What to do: Neurologists prescribing Epidiolex routinely manage these interactions. If you are using over-the-counter CBD products alongside anticonvulsants, inform your neurologist — the interactions are real and dose-dependent.

Diabetes Medications

Risk level: Low to Moderate

Cannabis (particularly THC) can affect blood sugar levels unpredictably. Acute THC use may increase blood glucose through cortisol-mediated stress responses, while chronic cannabis use is epidemiologically associated with lower fasting insulin and better insulin sensitivity.

For patients on insulin or sulfonylureas (medications that actively lower blood sugar), the concern is additive hypoglycemia — particularly if cannabis reduces appetite or causes nausea that prevents eating.

Metformin and cannabis do not have a significant pharmacokinetic interaction, but blood sugar monitoring remains advisable.

Statins

Risk level: Low to Moderate

Atorvastatin (Lipitor) and simvastatin are metabolized by CYP3A4. CBD’s inhibition of this enzyme could increase statin blood levels, potentially increasing the risk of myopathy (muscle pain and damage) — a known dose-dependent side effect of statins.

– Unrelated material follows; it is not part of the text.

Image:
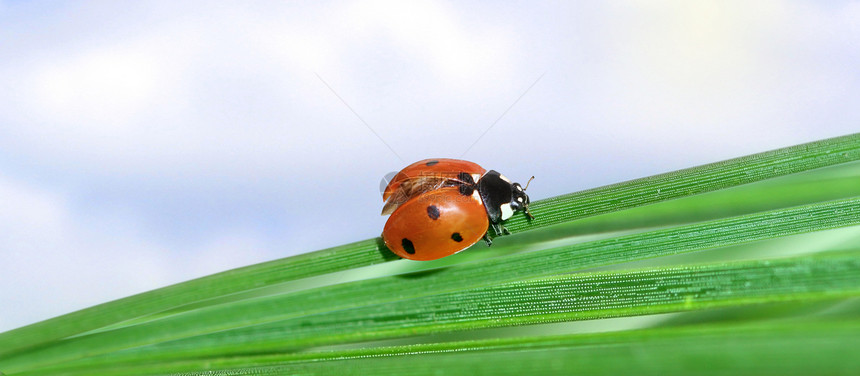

What to do: If you take statins and start using CBD, report any unusual muscle pain or weakness to your physician. Rosuvastatin and pravastatin are metabolized by different pathways and may be safer options.

General Principles

Several rules apply across all cannabis-drug interactions:

CBD is more problematic than THC for drug interactions because it is a more potent CYP450 enzyme inhibitor. This is counterintuitive — CBD is perceived as the “safe” cannabinoid — but its interaction profile is more complex than THC’s.

Dose matters. At low CBD doses (10–25 mg), enzyme inhibition is minimal. At therapeutic doses (50–150 mg), inhibition becomes clinically significant. At high doses (300+ mg), inhibition can be dramatic.

Timing matters. Taking cannabis and medications simultaneously maximizes the interaction. Separating doses by 2–4 hours can reduce (but not eliminate) the interaction.

Individual variation is enormous. CYP450 enzyme activity varies 10x between individuals based on genetics. Some people are “poor metabolizers” of certain enzymes and are more susceptible to interactions.

Tell your doctor. This is not a suggestion — it is a safety recommendation. Physicians cannot manage interactions they do not know about. Cannabis use should be part of your medication review, regardless of legal status.

The endocannabinoid system and the pharmaceutical metabolism system share the same liver. Ignoring that overlap does not make it disappear — it makes it dangerous.